Мы не ошиблись, когда использовали полуциничное слово Бальзака и назвали это комедией человека. Лесаж невольно обнаруживает свое собственное ограничение в том факте, что он превратил в комедию всю смешанную драму человеческого земного состояния. В своих собственных индивидуальных границах размеры этого человека настолько велики, что его не без оснований называли шекспировскими. Но Шекспир превосходит Лесажа в масштабе на целое полушарие. Шекспир умеет быть серьезным, трагичным, чего не умеет Лесаж. Материала для трагедии в «Жиль Бласе» предостаточно, но все это подается легко, в манере комедии. При чтении вас манит смеяться, когда, если вы хоть немного вернетесь к самому себе, вы осознаете, что должны были бы скорее плакать. Лесаж — антитеза Руссо, Шатобриана, Ламартина, Жорж Санд — писателей, которые знают о смехе так же мало, как Лесаж о слезах.
Но следует сразу и твердо сказать, что Лесаж — не циник. Он носит не насмешливую, а улыбающуюся маску. Эта улыбка — улыбка житейской мудрости, не слишком недовольной собой, а потому не слишком недовольной миром, который она подтрунивает. Это добродушная улыбка. Но при всем том, если вы сами в глубине души серьезный человек, вы в конце концов встревожены. Вы раздражены тем, что вас постоянно заставляют улыбаться тому, что, как вы знаете, должно вызывать у вас стыд, негодование или горе. Моральный темперамент, который демонстрирует Лесаж и который он порождает, — это не «энтузиазм человечества». Это скорее не стремление помочь своим ближним, а стремление извлечь как можно больше выгоды из их слабостей, их глупостей и даже их преступлений.

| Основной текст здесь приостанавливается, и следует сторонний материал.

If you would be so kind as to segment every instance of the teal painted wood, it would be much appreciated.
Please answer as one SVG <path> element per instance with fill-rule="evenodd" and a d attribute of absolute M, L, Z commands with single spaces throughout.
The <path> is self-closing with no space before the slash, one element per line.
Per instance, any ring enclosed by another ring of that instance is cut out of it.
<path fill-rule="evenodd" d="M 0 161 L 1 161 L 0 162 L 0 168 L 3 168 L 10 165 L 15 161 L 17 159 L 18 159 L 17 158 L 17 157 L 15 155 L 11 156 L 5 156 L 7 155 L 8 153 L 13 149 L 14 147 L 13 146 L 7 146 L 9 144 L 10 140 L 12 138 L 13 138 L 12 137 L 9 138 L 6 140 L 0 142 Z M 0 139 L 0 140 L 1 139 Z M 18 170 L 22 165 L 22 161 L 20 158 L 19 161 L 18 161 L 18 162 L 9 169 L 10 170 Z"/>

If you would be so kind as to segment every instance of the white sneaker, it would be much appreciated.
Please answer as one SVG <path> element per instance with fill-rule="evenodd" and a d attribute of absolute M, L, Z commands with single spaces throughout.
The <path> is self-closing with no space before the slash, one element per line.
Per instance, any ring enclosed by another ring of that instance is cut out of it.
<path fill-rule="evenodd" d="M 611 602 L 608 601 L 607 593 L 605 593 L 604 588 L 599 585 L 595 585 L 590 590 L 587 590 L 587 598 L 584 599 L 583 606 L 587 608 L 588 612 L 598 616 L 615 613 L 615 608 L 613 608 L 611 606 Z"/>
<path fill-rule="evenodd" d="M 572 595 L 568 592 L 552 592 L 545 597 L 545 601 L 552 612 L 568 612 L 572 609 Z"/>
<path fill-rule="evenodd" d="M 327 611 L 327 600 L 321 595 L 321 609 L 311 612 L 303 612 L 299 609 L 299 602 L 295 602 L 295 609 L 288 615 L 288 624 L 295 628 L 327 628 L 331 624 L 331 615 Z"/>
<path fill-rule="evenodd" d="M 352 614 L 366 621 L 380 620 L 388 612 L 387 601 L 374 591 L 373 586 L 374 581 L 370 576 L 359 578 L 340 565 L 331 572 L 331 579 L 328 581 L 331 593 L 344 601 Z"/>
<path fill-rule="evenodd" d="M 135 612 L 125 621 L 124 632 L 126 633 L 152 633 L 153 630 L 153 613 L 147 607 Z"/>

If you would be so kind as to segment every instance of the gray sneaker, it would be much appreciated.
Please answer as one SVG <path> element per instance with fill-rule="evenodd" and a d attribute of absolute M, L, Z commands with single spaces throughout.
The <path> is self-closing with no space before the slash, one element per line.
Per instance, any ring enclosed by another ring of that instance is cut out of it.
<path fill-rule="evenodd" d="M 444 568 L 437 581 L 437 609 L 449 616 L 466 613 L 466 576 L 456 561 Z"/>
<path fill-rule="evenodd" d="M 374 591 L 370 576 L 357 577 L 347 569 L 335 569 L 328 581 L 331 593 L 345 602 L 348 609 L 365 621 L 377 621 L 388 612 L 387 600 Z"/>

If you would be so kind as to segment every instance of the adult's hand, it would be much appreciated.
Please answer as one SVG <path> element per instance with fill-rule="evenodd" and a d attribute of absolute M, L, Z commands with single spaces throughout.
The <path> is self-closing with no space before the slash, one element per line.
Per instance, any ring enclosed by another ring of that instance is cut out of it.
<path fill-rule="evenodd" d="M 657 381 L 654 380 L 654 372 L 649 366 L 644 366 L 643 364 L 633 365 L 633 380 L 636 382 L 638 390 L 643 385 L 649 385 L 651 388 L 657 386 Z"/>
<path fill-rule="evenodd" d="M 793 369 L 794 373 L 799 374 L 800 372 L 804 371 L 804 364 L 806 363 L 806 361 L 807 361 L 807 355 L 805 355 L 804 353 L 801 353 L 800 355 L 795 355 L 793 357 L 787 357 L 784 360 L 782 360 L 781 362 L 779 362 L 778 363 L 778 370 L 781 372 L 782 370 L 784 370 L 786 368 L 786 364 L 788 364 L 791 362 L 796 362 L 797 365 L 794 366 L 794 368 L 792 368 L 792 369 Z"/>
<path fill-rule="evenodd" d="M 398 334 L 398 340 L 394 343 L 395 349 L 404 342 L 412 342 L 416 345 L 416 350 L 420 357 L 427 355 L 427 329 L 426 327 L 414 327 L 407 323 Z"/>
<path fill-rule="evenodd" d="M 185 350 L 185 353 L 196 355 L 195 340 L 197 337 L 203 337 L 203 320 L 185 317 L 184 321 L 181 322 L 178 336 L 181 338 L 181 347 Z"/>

Герой Лесажа, «Жиль Блас», проходит через серию «приключений», в которых почти каждый человеческий грех совершается им и его товарищами либо беззастенчиво, либо, если и с каким-то проявлением угрызений совести, то с таким проявлением, которое почти хуже, чем полное безразличие. Книга не является по замыслу безнравственной, а лишь внеморальной. Вполне можно усомниться, не является ли она по своему воздействию более безнравственной именно из-за этого своего характера. Обильные веселые животные духи повествования резвятся так, будто выпущены в удачливом мире, где моральных различий не существует; реальный мир, действительно, только с самым глубоким из всего реальности, оставленным за бортом!